Advocates fear there are efforts to bury the problem once more. The Orange County Grand Jury published an exonerating report on May 31, finding, “All involved parties handled this situation professionally, with transparency and with good intentions. …To the [Orange County Sheriff’s Department’s] and the County’s credit, they are tackling it head-on and may easily become leaders in the State and the United States in finding the most desirable solution for providing legally privileged communications to inmates.”

The report concedes some wrongdoing. “During evaluation of the problem, it was determined that several of the recorded calls had been accessed and information provided to the Orange County District Attorney.” Despite this finding, the report concluded, “There was no evidence that recorded phone calls were systematically provided to the DA and representatives of the departments involved were forthcoming and responsive.”

The grand jury’s report should be taken with “a grain of salt,” said the ACLU’s Trivedi, who noted that the grand jury has issued questionable conclusions before.

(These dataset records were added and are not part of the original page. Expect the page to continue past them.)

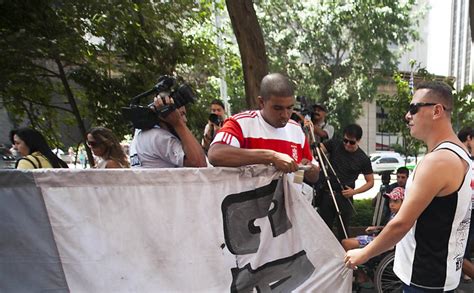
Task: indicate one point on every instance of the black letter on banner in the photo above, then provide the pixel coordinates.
(240, 210)
(283, 275)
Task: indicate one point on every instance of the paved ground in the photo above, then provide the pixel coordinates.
(463, 288)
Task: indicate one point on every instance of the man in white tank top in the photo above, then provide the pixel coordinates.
(431, 228)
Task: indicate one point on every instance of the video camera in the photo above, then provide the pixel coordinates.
(144, 117)
(302, 106)
(214, 118)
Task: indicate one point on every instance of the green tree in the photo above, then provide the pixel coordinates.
(77, 63)
(395, 107)
(336, 51)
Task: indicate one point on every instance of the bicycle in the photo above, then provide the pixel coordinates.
(380, 270)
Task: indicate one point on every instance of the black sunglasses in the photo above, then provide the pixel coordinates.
(352, 142)
(415, 107)
(93, 144)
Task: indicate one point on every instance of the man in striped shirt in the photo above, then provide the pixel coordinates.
(267, 136)
(432, 226)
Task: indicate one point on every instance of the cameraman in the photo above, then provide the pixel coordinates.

In 2017, the grand jury also exculpated the DA’s office and the sheriff’s department in the decades-long program in the Orange County jails that used informants to elicit confessions from “high profile” suspects.

“I think it’s woefully deficient in its scope,” Trivedi said of the grand jury’s report on the jail recordings. “It gives far too much attention to things like professionalism on the part of the Orange County sheriff in addressing the scandal once it came to light as opposed to the real world ramifications for criminal defendants, for defense attorneys, for the justice system as a whole.”

Garson, who was interviewed by the grand jury, also criticized the report, calling it a “whitewash.” “The sheriff’s department knew that these calls were being improperly taped and they didn’t do anything about it,” said Garson. “Time after time, thousands of calls. …That’s what really is to me the most upsetting thing.”

A defense attorney in Orange County for 30 years, Garson said the cynical part of him wasn’t shocked when he learned about the recordings. “They can be listening anyhow, anywhere they want to, but somehow we have to talk to our clients,” he said. “We just hope that the sheriff’s department is following the law.”